As of May 31, it had garnered 225,832 signatures. As of April 30, it had received $1.454 million in campaign contributions.

The other is a prospective “energy choice” ballot measure that would grant customers of investor-owned utilities the right to choose their electricity provider and to generate and sell electricity.

Sponsored by Citizens for Energy Choices, the measure secured the necessary signatures for a Supreme Court review in January.

However, on March 1, Florida Attorney General Ashley Moody petitioned the Supreme Court to determine if the proposed measure’s summary is misleading and if it complies with the state's single-subject rule. No ruling has been issued.

As of May 31, Citizens for Energy Choices had garnered 289,835 signatures. As of May 28, it had received $2.275 million in cash contributions and $120,779 in in-kind contributions.

There are 20 petition drives qualified by the Division of Elections to collect signatures for prospective 2020 ballot measures. At least three more may soon qualify for Supreme Court review.

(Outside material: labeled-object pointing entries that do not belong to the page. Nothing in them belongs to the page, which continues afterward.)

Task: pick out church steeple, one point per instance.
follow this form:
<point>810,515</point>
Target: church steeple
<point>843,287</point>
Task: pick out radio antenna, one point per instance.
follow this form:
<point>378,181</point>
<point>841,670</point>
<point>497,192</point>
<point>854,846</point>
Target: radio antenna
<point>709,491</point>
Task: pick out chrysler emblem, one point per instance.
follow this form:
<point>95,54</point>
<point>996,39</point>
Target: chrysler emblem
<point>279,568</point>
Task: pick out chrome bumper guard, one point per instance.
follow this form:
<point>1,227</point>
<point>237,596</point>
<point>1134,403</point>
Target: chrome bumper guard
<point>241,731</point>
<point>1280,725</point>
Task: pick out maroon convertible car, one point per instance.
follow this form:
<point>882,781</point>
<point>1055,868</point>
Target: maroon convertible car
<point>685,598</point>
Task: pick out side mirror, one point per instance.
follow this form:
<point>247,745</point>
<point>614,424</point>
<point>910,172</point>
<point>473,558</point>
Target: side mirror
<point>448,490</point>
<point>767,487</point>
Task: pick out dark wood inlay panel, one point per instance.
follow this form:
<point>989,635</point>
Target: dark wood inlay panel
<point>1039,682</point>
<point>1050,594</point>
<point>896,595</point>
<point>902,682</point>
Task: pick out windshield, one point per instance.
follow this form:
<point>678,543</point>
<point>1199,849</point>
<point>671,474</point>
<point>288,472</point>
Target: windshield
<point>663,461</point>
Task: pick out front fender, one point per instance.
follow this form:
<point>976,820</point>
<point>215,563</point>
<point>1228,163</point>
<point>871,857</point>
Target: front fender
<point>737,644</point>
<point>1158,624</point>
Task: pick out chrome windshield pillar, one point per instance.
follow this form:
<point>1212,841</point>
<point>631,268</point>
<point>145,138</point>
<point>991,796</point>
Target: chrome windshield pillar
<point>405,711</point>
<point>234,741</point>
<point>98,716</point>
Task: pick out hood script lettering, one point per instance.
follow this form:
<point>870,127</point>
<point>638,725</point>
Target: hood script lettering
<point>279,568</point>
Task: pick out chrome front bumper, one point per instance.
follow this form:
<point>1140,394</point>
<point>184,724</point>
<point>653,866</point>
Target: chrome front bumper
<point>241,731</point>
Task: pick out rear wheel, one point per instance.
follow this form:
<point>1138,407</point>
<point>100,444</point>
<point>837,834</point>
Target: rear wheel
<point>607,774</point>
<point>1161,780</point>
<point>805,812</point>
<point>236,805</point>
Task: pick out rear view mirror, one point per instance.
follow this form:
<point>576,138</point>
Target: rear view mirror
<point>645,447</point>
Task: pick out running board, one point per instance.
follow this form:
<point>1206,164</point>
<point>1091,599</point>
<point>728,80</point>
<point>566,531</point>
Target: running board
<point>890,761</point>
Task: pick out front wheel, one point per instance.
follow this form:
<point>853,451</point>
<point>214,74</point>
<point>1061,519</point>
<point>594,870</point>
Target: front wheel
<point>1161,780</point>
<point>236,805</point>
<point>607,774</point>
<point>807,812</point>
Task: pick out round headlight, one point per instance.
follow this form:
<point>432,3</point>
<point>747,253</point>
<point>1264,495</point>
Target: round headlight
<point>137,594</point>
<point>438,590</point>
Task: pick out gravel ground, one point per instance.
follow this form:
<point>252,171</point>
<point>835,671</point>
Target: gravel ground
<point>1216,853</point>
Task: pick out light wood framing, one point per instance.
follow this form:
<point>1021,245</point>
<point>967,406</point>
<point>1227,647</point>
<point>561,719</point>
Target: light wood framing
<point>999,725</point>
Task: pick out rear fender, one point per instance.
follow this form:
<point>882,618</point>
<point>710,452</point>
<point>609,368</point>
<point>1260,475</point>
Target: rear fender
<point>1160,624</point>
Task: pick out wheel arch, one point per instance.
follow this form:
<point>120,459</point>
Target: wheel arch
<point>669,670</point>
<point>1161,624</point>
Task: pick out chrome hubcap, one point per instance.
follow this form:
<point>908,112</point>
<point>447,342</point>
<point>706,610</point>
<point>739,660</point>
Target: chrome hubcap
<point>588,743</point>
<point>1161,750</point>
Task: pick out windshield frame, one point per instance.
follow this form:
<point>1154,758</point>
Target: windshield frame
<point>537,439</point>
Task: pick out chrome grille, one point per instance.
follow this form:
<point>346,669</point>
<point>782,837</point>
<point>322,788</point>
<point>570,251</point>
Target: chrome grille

Florida Citizen Voters, which seeks to change the state Constitution from “every” qualified citizen can vote to “only” a qualified citizen can vote, has secured 75,413 signatures.

Sensible Florida, Inc., has collected 64,573 signatures in its attempt to get a recreational marijuana legalization ballot measure before voters in 2020.

Ban Assault Weapons Now’s drive to get a measure banning “assault weapons” on the ballot has collected 60,838 signatures.